George's titular character is a transgender 4th grade girl whose unwavering faith in herself provides a model for all readers to aspire to. The supportive relationship that George has with her best friend Melissa assures readers that, with friends who encourage you to be your most authentic self, anything is possible.
This vulnerable autobiographical manga is tremendously moving, honestly beautiful, tragically funny and surprisingly unerotic. The way Nagata views pain, expectations and adulthood as she learns to cope with her sexuality as well as her depression is what makes this raw and messy story all around remarkable and painfully relatable. This isn't a pretty story, but it is worth it.
This short story collection celebrates the chance encounters and first connections that teens invariably make in their romantic lives. The stories are diverse in genre and perspective, and flutter with balanced doses of hope and heartbreak. Read somewhere cozy with a cup of something warm and sweet.
This book is nonstop shenanigans and I adored every page. It tackles everything controversial for its time, piracy, infidelity, homosexuality, but the most wild...a brilliant female. It does have its heartbreaking moments, but at its core it's an adventure story, a love story, and a story of growth and acceptance. Most of all, it has a queer protagonist with a happy ending, and that means the most.

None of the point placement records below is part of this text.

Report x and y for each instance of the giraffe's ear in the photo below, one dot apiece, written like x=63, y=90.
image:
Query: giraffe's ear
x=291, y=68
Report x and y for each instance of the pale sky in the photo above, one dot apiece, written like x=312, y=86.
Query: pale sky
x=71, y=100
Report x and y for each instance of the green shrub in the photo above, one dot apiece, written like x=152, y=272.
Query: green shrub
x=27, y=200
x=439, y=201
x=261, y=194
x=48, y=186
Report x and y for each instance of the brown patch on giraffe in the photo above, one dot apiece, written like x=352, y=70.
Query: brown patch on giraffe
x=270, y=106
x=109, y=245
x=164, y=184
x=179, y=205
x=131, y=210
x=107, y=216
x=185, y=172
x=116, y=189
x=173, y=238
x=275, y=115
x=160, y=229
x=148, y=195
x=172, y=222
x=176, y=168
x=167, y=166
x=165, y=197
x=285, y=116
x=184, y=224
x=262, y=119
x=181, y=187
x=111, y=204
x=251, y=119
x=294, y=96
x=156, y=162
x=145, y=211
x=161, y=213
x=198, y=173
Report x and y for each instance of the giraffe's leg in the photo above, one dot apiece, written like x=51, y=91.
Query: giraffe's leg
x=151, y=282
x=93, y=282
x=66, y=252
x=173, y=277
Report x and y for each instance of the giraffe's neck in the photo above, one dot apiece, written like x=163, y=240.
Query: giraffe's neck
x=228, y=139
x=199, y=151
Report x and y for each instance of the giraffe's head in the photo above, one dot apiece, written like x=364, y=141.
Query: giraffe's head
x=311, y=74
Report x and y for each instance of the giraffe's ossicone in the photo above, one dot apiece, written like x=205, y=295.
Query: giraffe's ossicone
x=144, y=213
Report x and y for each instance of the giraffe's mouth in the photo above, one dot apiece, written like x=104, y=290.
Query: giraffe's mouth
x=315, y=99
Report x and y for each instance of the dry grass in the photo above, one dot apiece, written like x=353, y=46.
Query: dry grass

This is hands down my favorite book of the year. Boyne has written a story that is heartbreaking, rage inducing, and often laugh-out-loud hilarious. The story covers 70 years in the life of one unforgettable Cyril Avery whose life mirrors the development of Ireland from near-medieval Catholic clergy control to the modern, more accepting country it is today. Characters you will love, characters you will hate, all of them will rattle around in your head for months, if not longer.
Jess and Angie are best friends, so when Angie comes out and starts dating Margot, a rich girl from a different high school, Jess tries to be supportive. Jess has secretly loved Angie for a long time - and she doesn't plan on losing their relationship to the shark-infested waters of Angie's new, cliquish social circle so easily. But then a girl goes missing after a wild house party, with Jess and Angie right in the middle of it. And both of them are lying. Spooky, contemporary queer YA packed with morally complex female characters!
I love everything about My Lesbian Experience. Nagata is extremely open about her struggle with mental illness and unfulfilled need for human connection in a resoundingly familiar way for anyone with any sort of developmental disorders or social anxiety. The traditional manga-style drawings help to further convey her sense of mental infancy that is at odds with her physical body and societal expectations - a feeling that isn't explored much outside of studies on autism. A highly empathetic must-read, especially for anyone interested in "abnormal" human psyche.
This is one of my favorite books of 2016. Mark Seliger (whose works you have undoubtedly seen on the covers of Time Magazine, Rolling Stones, and GQ) does a phenomenal job of capturing both the portraiture and resilience of the trans people of one of New York's most prominent LGBTQ communities.
A heartbreaking and intense memoir about Conley's experience in a 12-step ex-gay conversion program and more deeply, his knotty, complicated relationship with his parents. Conley's deeply embedded trauma from the shame-based dogma in his father's ministry and the sorrow he experienced in conversion therapy is both infuriating to behold and beautiful to read. He holds true to a non-condemning world where no one is demonized nor are they a saint.